Birmingham Brummies are a British speedway team founded in 1928. They were inaugural members of the Southern League in 1929. The team have twice finished runner-up in the highest tier of British speedway, during the 1952 Speedway National League and 2013 Elite League speedway season. After four years in the National League, in 2019 they moved up to the second tier of British speedway in the SGB Championship.

History

1928–1986
Birmingham had two teams in the Southern League of the inaugural season of British speedway in 1929. One was based at the old Perry Barr stadium) and the other was based at Hall Green Stadium. The Hall Green team, known during their time as Birmingham Bulldogs, closed in 1938. Speedway continued at Perry Barr Stadium until 1953.
The Brummies reopened in 1971 at Perry Barr before closing at the end of 1983. The Brummies then opened at the Wheels Project at Bordesley Green in 1985 racing for two seasons in the National League before closing in 1986. Although Birmingham did win trophies during their initial spell in Speedway these achievements were often dwarfed by the success of fellow West Midlands Speedway teams, the Wolverhampton Wolves, Coventry Bees and Cradley Heathens.

2006-Present
After 20 years away from the sport Birmingham were reformed in 2006 and then accepted into the Premier League in 2007. The first meeting of the new era, the Alan Hunt Memorial, took place on 21 March 2007. In a successful first season the team finished in second place in the league table, and runner-up in both the Premier Trophy and the Young Shield, despite having only two members of their own team actually fit to ride. During the majority of their time in the Premier League they were captained by Australian Jason Lyons who went on to become extremely popular at the club and is now a member of the club's Hall of Fame. The club when re founded was sponsored by Richard Meredith of Mercom Water Products.
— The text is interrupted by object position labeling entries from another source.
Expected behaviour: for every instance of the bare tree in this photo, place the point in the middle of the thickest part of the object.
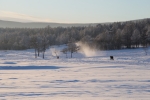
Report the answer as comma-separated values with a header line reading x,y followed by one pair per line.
x,y
44,44
34,44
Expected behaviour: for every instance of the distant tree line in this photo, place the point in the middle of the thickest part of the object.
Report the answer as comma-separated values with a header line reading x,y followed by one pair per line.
x,y
117,35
Birmingham were accepted into the Elite League for 2011 and finished their first season in ninth place out of ten. Ahead of their second season in the top flight they retained the services of the previous season's star performers Danny King and Ben Barker as well as adding Speedway Grand Prix star Bjarne Pedersen. Although Pedersen's time at Birmingham was an unhappy one the team made a big improvement on their first season in the Elite League, finishing in 3rd place and achieving a spot in the play-offs. The 2013 season was filled with success, with the Brummies finishing in 1st place in the Elite League and achieving a place in the Elite League Grand Final. They found themselves outclassed in the final, losing out on aggregate 104-79 to the Poole Pirates, who were inspired by Greg Hancock.
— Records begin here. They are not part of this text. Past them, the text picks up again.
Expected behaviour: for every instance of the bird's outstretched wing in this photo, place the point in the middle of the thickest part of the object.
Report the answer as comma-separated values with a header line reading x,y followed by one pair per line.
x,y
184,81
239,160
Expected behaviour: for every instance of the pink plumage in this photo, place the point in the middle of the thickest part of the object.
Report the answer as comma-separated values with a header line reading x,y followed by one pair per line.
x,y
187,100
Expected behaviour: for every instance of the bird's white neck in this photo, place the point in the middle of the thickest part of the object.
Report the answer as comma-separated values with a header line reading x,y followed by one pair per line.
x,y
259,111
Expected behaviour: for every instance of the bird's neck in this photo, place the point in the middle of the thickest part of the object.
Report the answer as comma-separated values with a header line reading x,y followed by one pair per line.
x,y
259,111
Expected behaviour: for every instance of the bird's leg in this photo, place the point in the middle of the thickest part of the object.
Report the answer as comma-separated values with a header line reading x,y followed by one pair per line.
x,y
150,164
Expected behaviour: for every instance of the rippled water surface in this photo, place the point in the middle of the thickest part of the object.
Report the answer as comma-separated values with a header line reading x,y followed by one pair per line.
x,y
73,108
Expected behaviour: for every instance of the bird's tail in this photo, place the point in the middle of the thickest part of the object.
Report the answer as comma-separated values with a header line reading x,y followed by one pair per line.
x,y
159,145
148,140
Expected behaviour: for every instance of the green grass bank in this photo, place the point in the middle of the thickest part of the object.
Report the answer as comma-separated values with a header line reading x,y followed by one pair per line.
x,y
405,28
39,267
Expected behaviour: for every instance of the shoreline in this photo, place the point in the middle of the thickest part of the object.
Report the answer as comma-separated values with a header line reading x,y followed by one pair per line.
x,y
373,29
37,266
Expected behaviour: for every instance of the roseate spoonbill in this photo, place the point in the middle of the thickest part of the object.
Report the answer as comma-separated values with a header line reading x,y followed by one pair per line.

Despite the success of the 2013 season there were regular reports of turmoil behind the scenes at the club, and at the end of the season team manager Phil Morris walked away from the club. The off season was a difficult time for the club, with captain Danny King handing in a transfer request, although he was later convinced to stay. Once the season began the troubles only intensified, and on 14 July 2014 it was announced that the club would cease to operate. The team was taken over later that year by Tony Mole and entered into the National League for 2015. Under the stewardship of Mole and Drury The Brummies would crown a superb season back on track by winning the National League title. The Brummies defended their National League title in 2016, beating Eastbourne in a two leg play off, the play off system having been controversially introduced for this season. they would also win the National Trophy to crown a superb double.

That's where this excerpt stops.